Le principali teorie esposte dal sono celebri: da quella organistica di Piaget, al processo di interiorizzazione di Vygotskij. Trova spazio anche il pensiero di Brunere la più recente Teoria della mente. Gli autori illustrano poi i processi di acquisizione del linguaggio e del comportamento comunicativo (quali processi e meccanismi intervengono nel bambino nell’apprendimento della lingua materna), dello sviluppo sociale (come dal secondo anno di vita la prospettiva soggettiva del bambino si apra alla relazione e alla interazione con gli altri, nonché di quello affettivo,emotivo e morale.

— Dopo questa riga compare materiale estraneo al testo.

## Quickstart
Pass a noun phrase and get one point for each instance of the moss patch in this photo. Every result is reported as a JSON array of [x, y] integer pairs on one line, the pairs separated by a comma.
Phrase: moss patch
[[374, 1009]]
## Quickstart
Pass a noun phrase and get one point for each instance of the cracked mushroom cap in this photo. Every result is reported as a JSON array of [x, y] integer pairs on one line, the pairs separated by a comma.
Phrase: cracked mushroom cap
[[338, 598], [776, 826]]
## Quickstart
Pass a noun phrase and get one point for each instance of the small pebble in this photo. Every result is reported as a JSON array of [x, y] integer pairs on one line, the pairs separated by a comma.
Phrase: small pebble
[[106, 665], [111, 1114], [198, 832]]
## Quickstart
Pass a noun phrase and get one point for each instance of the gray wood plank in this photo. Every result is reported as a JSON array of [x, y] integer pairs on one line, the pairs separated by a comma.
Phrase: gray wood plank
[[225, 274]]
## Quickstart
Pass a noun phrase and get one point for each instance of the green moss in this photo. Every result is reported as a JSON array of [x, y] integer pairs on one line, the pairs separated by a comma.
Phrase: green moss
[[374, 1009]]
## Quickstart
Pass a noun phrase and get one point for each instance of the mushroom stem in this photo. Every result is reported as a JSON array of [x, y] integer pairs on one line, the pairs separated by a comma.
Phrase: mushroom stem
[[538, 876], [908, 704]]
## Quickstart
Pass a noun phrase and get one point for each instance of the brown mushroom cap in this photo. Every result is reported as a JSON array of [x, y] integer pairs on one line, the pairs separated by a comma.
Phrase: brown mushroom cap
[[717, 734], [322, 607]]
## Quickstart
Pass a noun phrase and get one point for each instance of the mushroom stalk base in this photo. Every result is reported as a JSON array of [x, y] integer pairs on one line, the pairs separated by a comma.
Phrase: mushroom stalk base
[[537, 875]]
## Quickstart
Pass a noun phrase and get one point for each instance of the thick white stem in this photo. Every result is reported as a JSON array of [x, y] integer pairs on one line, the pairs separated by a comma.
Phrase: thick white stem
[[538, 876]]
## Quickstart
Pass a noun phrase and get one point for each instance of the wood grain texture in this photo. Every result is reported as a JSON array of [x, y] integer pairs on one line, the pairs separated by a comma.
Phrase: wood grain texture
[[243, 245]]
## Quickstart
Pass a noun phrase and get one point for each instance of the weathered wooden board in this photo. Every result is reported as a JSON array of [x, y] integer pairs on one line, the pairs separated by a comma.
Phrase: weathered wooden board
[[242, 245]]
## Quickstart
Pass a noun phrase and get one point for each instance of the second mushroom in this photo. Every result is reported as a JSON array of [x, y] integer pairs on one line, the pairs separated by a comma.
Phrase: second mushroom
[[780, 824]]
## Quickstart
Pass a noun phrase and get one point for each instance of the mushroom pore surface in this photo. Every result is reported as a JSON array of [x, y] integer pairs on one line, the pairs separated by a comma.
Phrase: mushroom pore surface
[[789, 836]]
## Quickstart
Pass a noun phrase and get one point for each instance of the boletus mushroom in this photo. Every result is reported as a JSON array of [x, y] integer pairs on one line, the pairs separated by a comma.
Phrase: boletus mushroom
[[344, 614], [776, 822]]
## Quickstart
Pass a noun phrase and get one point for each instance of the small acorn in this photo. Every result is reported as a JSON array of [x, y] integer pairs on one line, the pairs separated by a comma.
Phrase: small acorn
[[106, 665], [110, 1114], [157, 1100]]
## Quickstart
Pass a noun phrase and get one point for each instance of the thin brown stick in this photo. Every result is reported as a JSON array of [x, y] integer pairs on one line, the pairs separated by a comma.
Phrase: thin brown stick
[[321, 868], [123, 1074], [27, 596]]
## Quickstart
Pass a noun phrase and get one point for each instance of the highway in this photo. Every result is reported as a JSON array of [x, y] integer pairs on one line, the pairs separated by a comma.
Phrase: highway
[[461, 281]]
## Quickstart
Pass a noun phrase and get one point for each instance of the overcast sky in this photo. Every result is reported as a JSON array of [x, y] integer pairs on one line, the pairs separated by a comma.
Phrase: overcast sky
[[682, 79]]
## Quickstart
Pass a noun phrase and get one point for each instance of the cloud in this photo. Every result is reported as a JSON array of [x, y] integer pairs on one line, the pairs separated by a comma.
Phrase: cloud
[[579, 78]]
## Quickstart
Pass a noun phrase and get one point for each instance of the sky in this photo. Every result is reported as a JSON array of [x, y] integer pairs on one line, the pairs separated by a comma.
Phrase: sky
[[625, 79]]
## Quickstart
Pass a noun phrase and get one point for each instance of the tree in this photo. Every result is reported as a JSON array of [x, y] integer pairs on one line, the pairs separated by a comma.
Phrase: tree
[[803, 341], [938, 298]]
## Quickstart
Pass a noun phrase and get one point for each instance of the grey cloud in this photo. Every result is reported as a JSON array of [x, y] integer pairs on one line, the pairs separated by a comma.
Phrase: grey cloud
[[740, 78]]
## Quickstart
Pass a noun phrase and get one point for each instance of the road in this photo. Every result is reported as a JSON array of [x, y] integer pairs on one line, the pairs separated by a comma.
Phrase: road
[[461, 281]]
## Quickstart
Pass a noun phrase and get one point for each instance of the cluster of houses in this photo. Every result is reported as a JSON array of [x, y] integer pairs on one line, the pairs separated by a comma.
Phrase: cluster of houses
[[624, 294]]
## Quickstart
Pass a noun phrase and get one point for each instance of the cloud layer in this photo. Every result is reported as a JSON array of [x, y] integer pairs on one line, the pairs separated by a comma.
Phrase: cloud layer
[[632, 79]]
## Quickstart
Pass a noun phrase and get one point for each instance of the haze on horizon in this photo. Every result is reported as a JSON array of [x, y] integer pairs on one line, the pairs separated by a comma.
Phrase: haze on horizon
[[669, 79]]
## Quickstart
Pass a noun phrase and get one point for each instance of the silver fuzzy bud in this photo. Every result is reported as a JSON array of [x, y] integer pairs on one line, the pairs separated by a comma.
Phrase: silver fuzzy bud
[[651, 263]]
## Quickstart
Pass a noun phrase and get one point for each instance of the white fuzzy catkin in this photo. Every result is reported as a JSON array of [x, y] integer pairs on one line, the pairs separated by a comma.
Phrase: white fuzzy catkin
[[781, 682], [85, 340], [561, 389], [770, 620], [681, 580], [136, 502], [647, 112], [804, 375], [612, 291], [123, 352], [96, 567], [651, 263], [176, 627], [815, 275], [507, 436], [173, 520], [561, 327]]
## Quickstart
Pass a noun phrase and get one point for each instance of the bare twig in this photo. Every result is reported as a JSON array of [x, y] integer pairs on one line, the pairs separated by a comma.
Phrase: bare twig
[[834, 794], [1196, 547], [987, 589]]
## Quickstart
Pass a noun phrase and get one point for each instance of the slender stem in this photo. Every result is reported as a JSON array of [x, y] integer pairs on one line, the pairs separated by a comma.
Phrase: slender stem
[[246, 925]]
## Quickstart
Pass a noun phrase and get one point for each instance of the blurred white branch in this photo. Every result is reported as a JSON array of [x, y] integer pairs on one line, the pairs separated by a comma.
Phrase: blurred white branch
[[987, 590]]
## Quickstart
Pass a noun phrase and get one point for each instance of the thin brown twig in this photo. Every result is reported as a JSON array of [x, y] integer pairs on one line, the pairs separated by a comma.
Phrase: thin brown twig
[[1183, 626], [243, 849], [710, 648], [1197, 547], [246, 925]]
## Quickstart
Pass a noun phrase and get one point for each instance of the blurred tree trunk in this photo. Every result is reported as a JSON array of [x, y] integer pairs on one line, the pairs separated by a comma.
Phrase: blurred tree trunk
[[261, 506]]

Infine il testo dedica l’ultimo capitolo all’adolescenza che più di altre fasi del ciclo di vita è stato definito come un periodo caratterizzato da profondi cambiamenti fisici, intellettivi, affettivi (con tutto il portato di modifica della percezione corporea e della modulazione delle pulsioni).
Si esplorano le tensioni verso la conquista dell’identità personale, il dispiegarsi dei processi cognitivi e la comprensione delle regole morali. Nell’ambito delle relazioni affettive e sociali si conclude considerano le influenze che hanno il rapporto con la famiglia e con il gruppo di pari sul percorso di crescita.
Prezioso il capitolo sulle emozioni. Il focus verte sulle teorie sulla loro origine; vengono delineate tre principali teorie a riguardo. La teoria della differenziazione emotiva concepisce le emozioni come sviluppate da uno stato iniziale indifferenziato. Sarà successivamente l’attività cognitiva a dare al bambino quell’apporto necessario ad assegnar interpretazioni ai segnali interni, inizialmente di tipo fisiologico.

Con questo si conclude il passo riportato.